LLM Knowledge Bases: Building Personal AI-Powered Wikis Instead of Chatting with LLMs

https://x.com/karpathy/status/2039805659525644595?s=12
Technical tutorial with philosophical commentary; social media thought leadership · Researched April 4, 2026

Summary

Andrej Karpathy shares a practical workflow for using LLMs to build and maintain personal knowledge bases—a paradigm shift from treating language models as one-off question answerers to treating them as knowledge infrastructure. Rather than chatting with an LLM and discarding the conversation, Karpathy describes a system where raw source documents (articles, papers, datasets, images) are collected into a directory and progressively compiled by an LLM into a structured markdown wiki. The LLM maintains this wiki through automated summarization, backlink creation, concept categorization, and article generation across topics.
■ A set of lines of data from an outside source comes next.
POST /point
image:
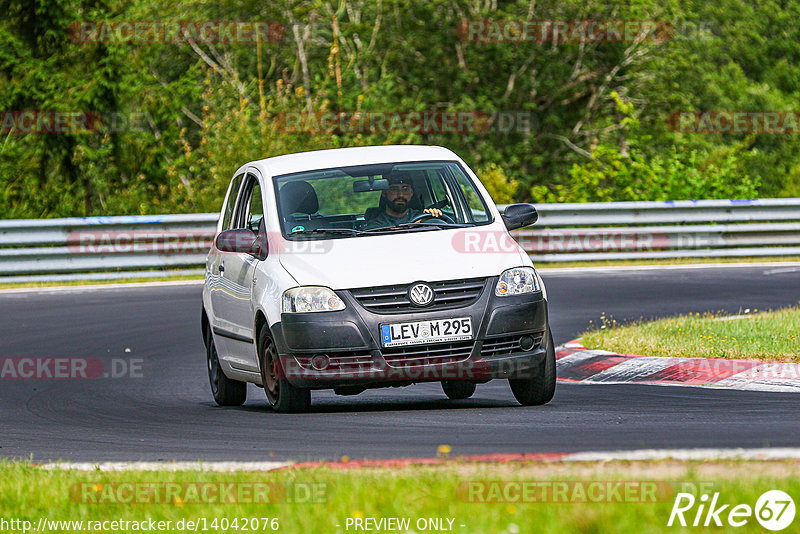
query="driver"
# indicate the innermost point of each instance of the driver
(396, 200)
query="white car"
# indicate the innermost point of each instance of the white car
(368, 267)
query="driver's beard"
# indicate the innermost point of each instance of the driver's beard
(398, 205)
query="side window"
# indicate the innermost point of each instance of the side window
(233, 194)
(477, 210)
(256, 212)
(249, 208)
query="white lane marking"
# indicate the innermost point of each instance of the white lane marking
(685, 454)
(221, 467)
(631, 370)
(577, 357)
(777, 453)
(95, 287)
(782, 270)
(623, 268)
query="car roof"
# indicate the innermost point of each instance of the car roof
(344, 157)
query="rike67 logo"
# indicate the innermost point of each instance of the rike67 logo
(774, 510)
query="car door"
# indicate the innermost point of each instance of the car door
(233, 305)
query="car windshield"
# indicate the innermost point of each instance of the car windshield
(369, 199)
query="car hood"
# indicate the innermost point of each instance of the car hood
(388, 259)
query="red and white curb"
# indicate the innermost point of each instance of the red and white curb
(644, 455)
(576, 363)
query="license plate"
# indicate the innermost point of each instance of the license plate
(417, 333)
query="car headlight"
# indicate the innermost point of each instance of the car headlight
(517, 281)
(310, 299)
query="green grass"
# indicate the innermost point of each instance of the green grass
(28, 493)
(767, 336)
(540, 265)
(663, 261)
(71, 283)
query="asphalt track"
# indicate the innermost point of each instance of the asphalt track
(168, 413)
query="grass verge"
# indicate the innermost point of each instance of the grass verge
(323, 500)
(664, 261)
(70, 283)
(767, 336)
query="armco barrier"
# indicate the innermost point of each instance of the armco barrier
(159, 245)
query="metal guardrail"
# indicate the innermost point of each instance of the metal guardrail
(164, 245)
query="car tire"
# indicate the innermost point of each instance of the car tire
(282, 396)
(458, 389)
(541, 388)
(226, 392)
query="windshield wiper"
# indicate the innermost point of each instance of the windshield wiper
(405, 226)
(339, 231)
(424, 224)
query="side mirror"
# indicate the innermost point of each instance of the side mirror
(520, 215)
(243, 241)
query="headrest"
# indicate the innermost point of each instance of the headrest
(299, 197)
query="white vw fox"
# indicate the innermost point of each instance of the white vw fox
(370, 267)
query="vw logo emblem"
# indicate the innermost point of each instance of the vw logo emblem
(420, 294)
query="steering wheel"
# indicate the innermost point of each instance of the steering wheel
(423, 216)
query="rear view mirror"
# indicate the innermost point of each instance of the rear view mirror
(364, 186)
(243, 241)
(519, 216)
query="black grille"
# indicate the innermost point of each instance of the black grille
(432, 354)
(341, 361)
(498, 346)
(394, 299)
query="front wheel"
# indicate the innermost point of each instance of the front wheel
(282, 396)
(458, 389)
(541, 388)
(226, 392)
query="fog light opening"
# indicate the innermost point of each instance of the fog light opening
(320, 361)
(526, 342)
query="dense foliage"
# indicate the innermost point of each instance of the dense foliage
(596, 126)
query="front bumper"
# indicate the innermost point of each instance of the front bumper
(350, 339)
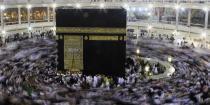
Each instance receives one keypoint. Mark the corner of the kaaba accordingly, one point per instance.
(91, 41)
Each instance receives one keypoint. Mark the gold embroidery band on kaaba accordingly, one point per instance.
(90, 30)
(103, 37)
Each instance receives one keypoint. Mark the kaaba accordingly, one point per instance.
(91, 41)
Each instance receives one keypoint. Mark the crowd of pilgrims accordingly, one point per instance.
(182, 44)
(187, 86)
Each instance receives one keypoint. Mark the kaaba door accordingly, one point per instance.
(73, 53)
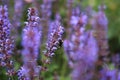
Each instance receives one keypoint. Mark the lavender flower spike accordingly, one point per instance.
(6, 43)
(54, 41)
(30, 42)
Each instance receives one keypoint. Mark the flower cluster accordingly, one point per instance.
(54, 41)
(31, 42)
(6, 42)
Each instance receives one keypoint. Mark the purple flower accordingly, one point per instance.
(54, 40)
(81, 49)
(6, 43)
(31, 42)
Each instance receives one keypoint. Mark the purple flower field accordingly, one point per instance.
(59, 40)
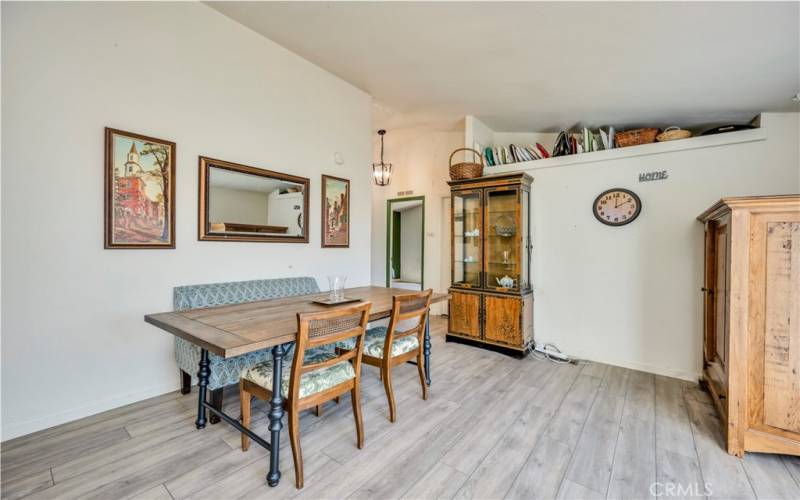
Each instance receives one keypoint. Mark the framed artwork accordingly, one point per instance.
(335, 212)
(139, 191)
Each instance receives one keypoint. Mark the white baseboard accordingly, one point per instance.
(10, 431)
(654, 369)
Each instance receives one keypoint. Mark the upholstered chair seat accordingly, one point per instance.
(375, 341)
(311, 382)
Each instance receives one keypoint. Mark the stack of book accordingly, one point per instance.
(503, 155)
(568, 143)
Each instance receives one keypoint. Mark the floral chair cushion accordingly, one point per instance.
(375, 340)
(311, 382)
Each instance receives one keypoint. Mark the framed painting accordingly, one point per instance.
(335, 212)
(139, 191)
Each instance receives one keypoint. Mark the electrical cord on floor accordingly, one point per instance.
(544, 355)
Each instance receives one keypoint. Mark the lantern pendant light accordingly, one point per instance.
(382, 172)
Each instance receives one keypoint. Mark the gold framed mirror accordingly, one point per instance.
(241, 203)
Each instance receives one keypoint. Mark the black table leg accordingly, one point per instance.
(275, 416)
(426, 349)
(202, 384)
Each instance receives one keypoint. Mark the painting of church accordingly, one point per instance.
(141, 212)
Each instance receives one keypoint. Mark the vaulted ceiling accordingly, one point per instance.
(544, 66)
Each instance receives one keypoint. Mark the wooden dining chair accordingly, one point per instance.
(401, 341)
(314, 380)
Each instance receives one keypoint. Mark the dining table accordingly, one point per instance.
(237, 329)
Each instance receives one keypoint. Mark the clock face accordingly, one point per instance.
(617, 207)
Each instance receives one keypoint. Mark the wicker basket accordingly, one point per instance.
(673, 134)
(465, 170)
(636, 137)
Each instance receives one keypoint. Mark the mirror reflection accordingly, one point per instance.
(246, 204)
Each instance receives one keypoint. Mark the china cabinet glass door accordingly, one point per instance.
(503, 239)
(525, 207)
(467, 233)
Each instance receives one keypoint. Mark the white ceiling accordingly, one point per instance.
(544, 66)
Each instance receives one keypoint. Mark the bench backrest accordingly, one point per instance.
(236, 292)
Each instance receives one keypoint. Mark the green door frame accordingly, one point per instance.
(389, 238)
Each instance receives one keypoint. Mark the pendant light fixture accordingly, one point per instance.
(382, 172)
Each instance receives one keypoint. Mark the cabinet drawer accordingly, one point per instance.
(503, 322)
(464, 314)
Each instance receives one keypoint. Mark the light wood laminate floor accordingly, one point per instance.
(493, 427)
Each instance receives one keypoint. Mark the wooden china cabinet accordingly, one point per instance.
(492, 301)
(751, 347)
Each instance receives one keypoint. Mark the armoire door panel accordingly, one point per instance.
(782, 326)
(721, 294)
(503, 323)
(464, 317)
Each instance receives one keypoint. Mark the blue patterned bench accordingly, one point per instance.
(226, 371)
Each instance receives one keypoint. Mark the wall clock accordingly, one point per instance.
(617, 207)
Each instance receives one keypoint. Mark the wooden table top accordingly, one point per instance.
(251, 326)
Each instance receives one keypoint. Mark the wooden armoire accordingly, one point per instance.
(751, 321)
(491, 299)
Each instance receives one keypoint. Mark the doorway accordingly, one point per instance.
(405, 243)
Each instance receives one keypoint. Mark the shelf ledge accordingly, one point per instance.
(655, 148)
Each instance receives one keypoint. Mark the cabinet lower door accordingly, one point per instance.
(503, 320)
(464, 317)
(774, 351)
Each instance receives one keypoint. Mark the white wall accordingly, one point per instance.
(237, 205)
(630, 296)
(411, 244)
(73, 338)
(420, 157)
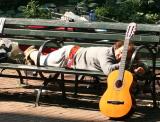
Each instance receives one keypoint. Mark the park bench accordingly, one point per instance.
(146, 40)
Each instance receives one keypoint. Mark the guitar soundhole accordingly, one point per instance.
(118, 83)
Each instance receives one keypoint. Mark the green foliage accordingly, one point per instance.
(33, 10)
(141, 11)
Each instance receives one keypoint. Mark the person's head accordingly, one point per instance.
(118, 48)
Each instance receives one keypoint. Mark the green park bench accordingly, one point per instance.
(146, 40)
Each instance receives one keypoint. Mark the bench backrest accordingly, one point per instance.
(19, 30)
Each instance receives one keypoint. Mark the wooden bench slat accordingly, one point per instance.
(45, 33)
(49, 69)
(101, 25)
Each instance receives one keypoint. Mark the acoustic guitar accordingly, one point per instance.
(117, 102)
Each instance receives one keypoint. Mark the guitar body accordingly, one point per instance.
(117, 102)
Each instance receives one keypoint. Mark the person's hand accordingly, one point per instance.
(139, 70)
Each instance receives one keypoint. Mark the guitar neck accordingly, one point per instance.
(123, 60)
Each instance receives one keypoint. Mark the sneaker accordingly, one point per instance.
(28, 51)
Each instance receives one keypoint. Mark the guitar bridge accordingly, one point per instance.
(115, 102)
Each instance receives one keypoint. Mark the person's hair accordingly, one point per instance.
(120, 43)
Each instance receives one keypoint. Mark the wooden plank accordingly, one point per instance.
(85, 35)
(49, 69)
(101, 25)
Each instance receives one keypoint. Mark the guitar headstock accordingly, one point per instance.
(130, 30)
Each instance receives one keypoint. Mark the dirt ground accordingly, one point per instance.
(17, 104)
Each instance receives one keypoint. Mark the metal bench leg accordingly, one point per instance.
(153, 92)
(62, 86)
(38, 92)
(77, 79)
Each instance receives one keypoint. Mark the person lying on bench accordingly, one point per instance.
(104, 59)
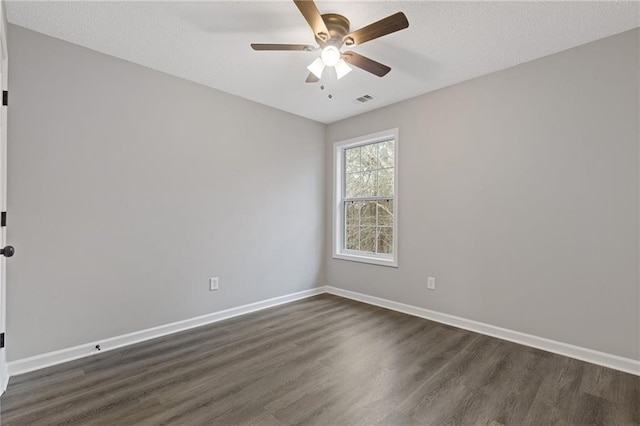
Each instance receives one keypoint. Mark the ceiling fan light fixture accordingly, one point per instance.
(316, 67)
(342, 68)
(330, 55)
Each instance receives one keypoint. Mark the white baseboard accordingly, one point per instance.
(627, 365)
(69, 354)
(4, 372)
(37, 362)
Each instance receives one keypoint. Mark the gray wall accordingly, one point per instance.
(129, 188)
(519, 193)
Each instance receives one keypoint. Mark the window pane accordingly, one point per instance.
(352, 212)
(369, 157)
(353, 185)
(385, 154)
(385, 182)
(385, 213)
(385, 239)
(368, 238)
(368, 188)
(368, 213)
(352, 240)
(352, 160)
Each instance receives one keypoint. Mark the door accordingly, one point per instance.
(4, 374)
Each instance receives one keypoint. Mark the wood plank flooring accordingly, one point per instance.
(323, 361)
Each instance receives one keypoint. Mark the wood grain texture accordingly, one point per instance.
(327, 361)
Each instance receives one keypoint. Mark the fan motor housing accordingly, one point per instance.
(338, 27)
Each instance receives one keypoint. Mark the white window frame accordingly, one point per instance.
(339, 252)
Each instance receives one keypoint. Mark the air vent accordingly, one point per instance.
(365, 98)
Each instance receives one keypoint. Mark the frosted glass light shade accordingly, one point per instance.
(330, 56)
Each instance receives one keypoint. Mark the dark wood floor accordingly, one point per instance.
(327, 361)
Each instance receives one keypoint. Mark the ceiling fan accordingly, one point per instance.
(332, 32)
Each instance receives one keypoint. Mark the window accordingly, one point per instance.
(366, 199)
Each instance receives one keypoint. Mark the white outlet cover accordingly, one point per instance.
(214, 283)
(431, 283)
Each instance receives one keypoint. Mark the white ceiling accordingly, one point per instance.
(208, 42)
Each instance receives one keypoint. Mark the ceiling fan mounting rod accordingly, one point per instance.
(338, 27)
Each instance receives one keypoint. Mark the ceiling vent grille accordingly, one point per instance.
(365, 98)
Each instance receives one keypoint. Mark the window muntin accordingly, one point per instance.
(368, 198)
(365, 222)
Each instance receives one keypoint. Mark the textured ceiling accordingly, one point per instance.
(208, 42)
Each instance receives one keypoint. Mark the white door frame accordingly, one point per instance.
(4, 57)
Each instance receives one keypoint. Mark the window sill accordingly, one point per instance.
(366, 259)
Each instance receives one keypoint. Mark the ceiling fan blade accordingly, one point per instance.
(366, 64)
(312, 15)
(311, 78)
(266, 46)
(385, 26)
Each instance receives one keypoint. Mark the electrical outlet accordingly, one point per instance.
(214, 283)
(431, 283)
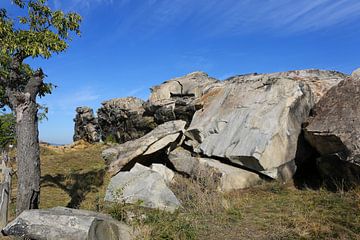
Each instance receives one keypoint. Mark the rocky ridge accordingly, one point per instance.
(240, 131)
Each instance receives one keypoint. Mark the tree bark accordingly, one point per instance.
(28, 156)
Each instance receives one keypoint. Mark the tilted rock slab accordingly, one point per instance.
(143, 186)
(255, 120)
(227, 177)
(334, 127)
(67, 224)
(160, 138)
(121, 119)
(192, 84)
(86, 125)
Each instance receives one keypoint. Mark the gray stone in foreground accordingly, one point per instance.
(160, 138)
(356, 73)
(67, 224)
(144, 186)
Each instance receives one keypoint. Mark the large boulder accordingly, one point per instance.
(178, 98)
(67, 224)
(86, 125)
(143, 186)
(356, 73)
(226, 177)
(255, 120)
(191, 85)
(122, 119)
(164, 136)
(177, 108)
(333, 129)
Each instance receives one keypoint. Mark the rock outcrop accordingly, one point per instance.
(122, 120)
(191, 85)
(163, 137)
(86, 125)
(67, 224)
(226, 177)
(243, 130)
(143, 186)
(255, 120)
(333, 129)
(177, 99)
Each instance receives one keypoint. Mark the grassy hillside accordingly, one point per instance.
(76, 177)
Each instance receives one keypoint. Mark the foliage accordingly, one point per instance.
(41, 32)
(7, 130)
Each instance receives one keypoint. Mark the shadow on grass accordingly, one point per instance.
(77, 185)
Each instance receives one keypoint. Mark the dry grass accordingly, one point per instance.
(77, 178)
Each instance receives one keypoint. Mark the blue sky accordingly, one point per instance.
(127, 46)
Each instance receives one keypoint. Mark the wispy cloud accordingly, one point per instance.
(239, 16)
(66, 103)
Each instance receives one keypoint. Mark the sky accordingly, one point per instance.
(127, 46)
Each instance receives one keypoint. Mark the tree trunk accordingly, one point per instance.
(28, 156)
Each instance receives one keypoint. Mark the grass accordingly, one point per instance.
(77, 178)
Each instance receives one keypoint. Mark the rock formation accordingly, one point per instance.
(86, 125)
(333, 129)
(255, 120)
(165, 136)
(243, 130)
(227, 177)
(142, 185)
(177, 99)
(122, 120)
(67, 224)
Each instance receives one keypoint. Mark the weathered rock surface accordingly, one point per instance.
(177, 99)
(86, 125)
(162, 137)
(178, 108)
(142, 185)
(67, 224)
(255, 120)
(227, 177)
(167, 174)
(334, 127)
(356, 73)
(122, 119)
(191, 85)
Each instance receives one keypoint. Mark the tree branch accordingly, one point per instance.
(34, 84)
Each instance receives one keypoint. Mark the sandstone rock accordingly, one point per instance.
(142, 185)
(334, 127)
(191, 85)
(177, 99)
(228, 177)
(167, 174)
(255, 120)
(122, 119)
(356, 73)
(162, 137)
(67, 224)
(178, 108)
(86, 125)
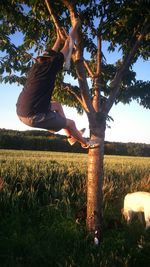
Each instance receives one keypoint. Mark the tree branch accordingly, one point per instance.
(86, 65)
(54, 18)
(115, 84)
(68, 87)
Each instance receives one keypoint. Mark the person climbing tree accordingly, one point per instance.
(35, 107)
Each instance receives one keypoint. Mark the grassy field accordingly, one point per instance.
(41, 194)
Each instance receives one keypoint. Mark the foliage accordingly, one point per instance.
(42, 192)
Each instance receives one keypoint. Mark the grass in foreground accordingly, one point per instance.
(42, 192)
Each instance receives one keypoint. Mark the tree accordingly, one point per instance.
(122, 24)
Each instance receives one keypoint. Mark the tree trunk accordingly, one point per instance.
(94, 190)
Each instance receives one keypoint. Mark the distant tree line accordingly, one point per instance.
(44, 140)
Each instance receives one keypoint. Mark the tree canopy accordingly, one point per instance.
(26, 29)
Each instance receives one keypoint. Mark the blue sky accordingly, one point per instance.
(131, 122)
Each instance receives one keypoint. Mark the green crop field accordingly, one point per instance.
(40, 194)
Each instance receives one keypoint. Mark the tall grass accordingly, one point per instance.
(41, 194)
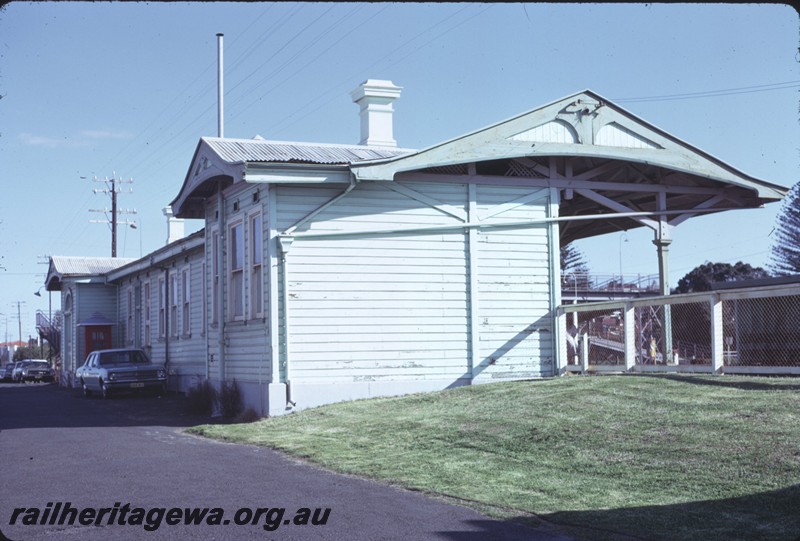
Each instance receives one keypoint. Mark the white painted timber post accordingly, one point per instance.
(717, 339)
(630, 336)
(585, 352)
(472, 265)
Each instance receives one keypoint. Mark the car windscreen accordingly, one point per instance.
(122, 357)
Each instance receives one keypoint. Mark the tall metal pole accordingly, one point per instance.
(220, 108)
(113, 217)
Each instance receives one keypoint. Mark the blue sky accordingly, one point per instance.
(127, 89)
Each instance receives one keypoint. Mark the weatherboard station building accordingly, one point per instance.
(331, 272)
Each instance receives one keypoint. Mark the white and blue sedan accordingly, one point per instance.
(108, 371)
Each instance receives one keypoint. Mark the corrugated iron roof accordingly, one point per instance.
(79, 266)
(260, 150)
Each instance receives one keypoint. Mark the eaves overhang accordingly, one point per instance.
(581, 125)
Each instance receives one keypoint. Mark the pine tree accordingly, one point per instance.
(574, 269)
(785, 257)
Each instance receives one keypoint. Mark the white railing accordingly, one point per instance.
(752, 330)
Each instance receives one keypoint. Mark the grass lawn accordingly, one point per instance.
(650, 457)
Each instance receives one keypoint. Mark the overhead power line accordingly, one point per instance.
(715, 93)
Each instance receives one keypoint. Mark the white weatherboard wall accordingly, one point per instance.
(377, 313)
(514, 314)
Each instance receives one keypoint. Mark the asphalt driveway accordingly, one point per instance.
(85, 469)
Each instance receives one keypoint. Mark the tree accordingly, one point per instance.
(574, 269)
(572, 261)
(703, 276)
(785, 256)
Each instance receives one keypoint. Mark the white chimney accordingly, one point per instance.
(175, 226)
(375, 98)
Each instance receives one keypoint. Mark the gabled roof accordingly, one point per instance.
(75, 267)
(221, 162)
(599, 155)
(260, 150)
(582, 124)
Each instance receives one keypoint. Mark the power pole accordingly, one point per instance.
(113, 189)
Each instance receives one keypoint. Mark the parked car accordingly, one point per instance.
(37, 370)
(109, 371)
(7, 372)
(16, 374)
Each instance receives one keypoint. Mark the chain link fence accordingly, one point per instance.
(747, 330)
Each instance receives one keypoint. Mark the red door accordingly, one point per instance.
(98, 337)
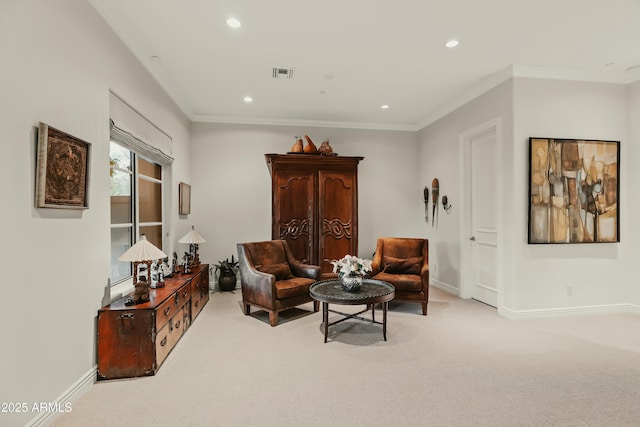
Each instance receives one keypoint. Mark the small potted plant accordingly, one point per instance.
(227, 276)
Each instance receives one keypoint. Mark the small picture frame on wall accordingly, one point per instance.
(62, 170)
(184, 196)
(574, 191)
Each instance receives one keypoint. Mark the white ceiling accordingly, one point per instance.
(352, 56)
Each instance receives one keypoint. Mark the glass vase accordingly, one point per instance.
(351, 282)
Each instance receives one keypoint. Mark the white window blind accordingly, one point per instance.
(134, 131)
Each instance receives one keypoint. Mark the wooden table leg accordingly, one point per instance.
(325, 319)
(385, 307)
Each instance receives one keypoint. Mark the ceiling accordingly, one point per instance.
(350, 57)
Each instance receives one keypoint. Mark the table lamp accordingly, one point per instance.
(143, 252)
(193, 239)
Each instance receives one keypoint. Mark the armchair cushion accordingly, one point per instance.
(394, 265)
(293, 287)
(280, 270)
(402, 282)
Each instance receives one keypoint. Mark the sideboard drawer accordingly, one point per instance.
(165, 312)
(134, 340)
(196, 305)
(168, 336)
(183, 294)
The workflow uses Obsidian as the frontend viewing/editing interface, with Karpathy rarely touching the wiki manually—the LLM does all the writing and maintenance. Once the wiki reaches sufficient scale (his example: ~100 articles and 400,000 words), complex Q&A queries can be run against it using LLM agents. Critically, outputs from queries are "filed back" into the wiki, creating a compounding effect where the knowledge base grows automatically through use. Karpathy also describes running "health checks"—LLM passes that identify inconsistencies, impute missing data via web search, and suggest new research directions.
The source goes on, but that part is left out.